Во имя своей хотя бы частичной реабилитации я по возвращении домой разгребла посудные завалы в мойке. На фоне закопченных сковородок радужное настроение у меня довольно быстро поблекло, но возбужденное предвкушение неминуемого чуда никуда не делось. И пусть все вокруг думают, что выход в свет для меня –это прогуляться до «ямы» и обратно. Еще недавно все так и было, но пришла пора менять привычки и рушить стереотипы. Сегодня вечером я иду в элитное заведение встречаться с отпрыском строительного магната, и невзирая на то, что среди тамошней публики я буду выглядеть не более уместно, чем свинячье рыло в калашном ряду, я это, черт возьми, сделаю. Осталось теперь понять, на кой оно мне вообще нужно?
К сожалению, на протяжении всего дня мне было явно не до ретроспективного анализа, и события прошедшей ночи до сих пор представляли собой размытое пятно в моей памяти. А ведь как здорово все начиналось: изобличила бы злостного вредителя и, быть может, Степановна задумалась бы о премировании незаменимого сотрудника. И что получилось в итоге? Маловразумительные рисунки на стекле и последовавший за прикосновением к ним сдвиг по фазе. А еще несовершеннолетний вандал с сомнительными претензиями не только на паранормальные способности, но на умение диагностировать их наличие у мимо проходящих лиц.
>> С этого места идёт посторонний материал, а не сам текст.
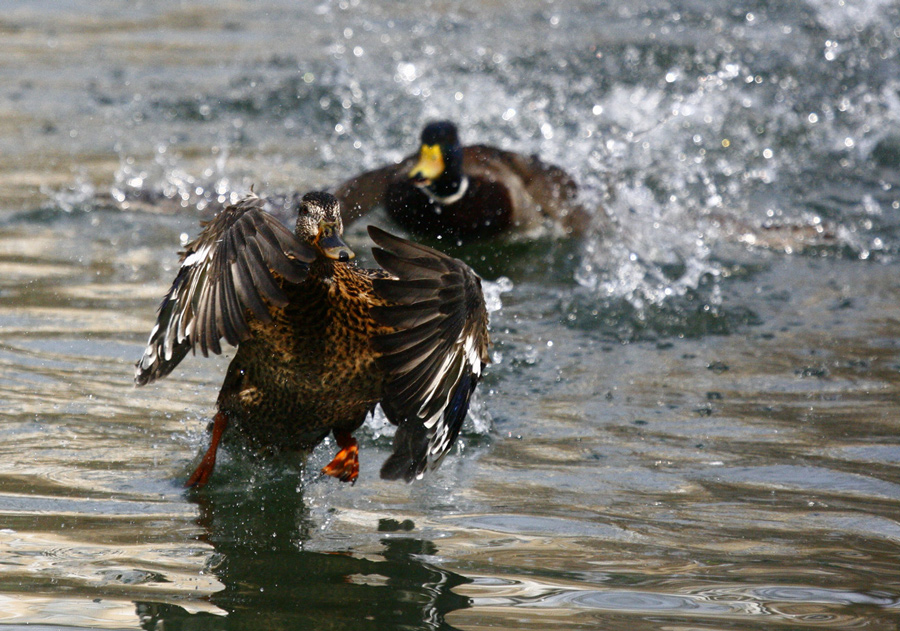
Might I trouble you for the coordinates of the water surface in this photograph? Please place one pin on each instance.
(691, 420)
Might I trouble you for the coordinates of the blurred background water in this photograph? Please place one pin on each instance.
(691, 422)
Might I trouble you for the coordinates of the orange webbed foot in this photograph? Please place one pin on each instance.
(345, 466)
(204, 470)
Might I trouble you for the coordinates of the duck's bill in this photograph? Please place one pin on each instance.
(332, 245)
(429, 167)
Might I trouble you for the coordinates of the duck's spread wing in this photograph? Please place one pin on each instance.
(232, 267)
(436, 355)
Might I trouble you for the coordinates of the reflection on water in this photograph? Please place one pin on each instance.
(679, 431)
(271, 581)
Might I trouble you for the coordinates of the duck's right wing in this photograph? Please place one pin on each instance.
(231, 267)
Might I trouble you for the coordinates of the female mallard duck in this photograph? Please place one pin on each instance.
(320, 341)
(449, 191)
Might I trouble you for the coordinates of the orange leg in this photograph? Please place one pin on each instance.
(345, 466)
(201, 474)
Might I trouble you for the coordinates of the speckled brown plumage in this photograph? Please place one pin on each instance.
(320, 341)
(311, 369)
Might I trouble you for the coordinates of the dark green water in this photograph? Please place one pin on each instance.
(691, 421)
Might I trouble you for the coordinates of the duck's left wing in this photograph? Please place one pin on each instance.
(229, 270)
(436, 355)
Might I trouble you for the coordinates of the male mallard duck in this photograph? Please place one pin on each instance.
(466, 193)
(320, 341)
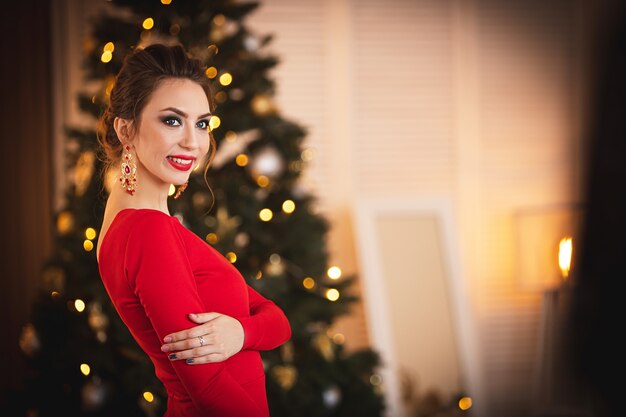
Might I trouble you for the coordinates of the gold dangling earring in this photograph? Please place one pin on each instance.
(128, 177)
(180, 190)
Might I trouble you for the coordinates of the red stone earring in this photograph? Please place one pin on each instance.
(128, 177)
(180, 190)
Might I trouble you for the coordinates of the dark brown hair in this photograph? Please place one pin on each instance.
(141, 74)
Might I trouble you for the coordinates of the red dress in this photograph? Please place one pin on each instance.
(156, 272)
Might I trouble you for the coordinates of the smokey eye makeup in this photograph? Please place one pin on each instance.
(172, 120)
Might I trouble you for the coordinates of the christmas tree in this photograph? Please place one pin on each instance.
(81, 357)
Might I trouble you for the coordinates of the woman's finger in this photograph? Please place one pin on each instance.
(194, 353)
(190, 343)
(194, 331)
(210, 358)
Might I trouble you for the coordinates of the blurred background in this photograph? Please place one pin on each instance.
(468, 155)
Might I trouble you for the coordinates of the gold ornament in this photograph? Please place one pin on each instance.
(324, 346)
(98, 321)
(65, 222)
(286, 352)
(225, 223)
(262, 105)
(29, 340)
(285, 375)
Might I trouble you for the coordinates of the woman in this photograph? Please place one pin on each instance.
(156, 271)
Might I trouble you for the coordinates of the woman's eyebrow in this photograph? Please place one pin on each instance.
(183, 114)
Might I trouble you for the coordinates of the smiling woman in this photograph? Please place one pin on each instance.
(160, 274)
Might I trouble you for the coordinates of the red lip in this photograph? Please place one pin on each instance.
(179, 166)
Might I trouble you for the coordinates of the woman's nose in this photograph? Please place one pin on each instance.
(189, 139)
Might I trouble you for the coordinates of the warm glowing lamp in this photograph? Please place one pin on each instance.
(565, 256)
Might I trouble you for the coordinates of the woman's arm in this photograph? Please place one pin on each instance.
(159, 272)
(266, 328)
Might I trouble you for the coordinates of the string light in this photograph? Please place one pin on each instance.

Помнится, Потапыч говорил, что рецидив может запросто начаться с таких вот «обострений», когда воспоминания о героине принимают почти осязаемую форму, и любая мелочь может косвенно спровоцировать срыв. Никогда ранее я не чувствовала этого так отчетливо и явно, как сейчас, и никогда ранее я не была столь твердо нацелена на борьбу со своими демонами. Теперь я поняла, зачем я согласилась пойти на встречу с Айком и растратила все свои сбережения, дабы не ударить перед ним мордой в грязь – я втайне надеялась, что он вновь покажет мне тот путь к блаженству, по которому я вчерашней ночью сделала всего несколько шагов, но эти шаги в отличие от мыслей о героине совсем не показались мне спуском в пропасть. Идиотизм ситуации усугублялся еще и тем, что Айк ни сном ни духом не ведал об истинных предпосылках моего нездорового интереса к его причудливым измышлениям и, наверное, искренне верил, что я всего лишь не устояла перед его непреодолимым личным обаянием.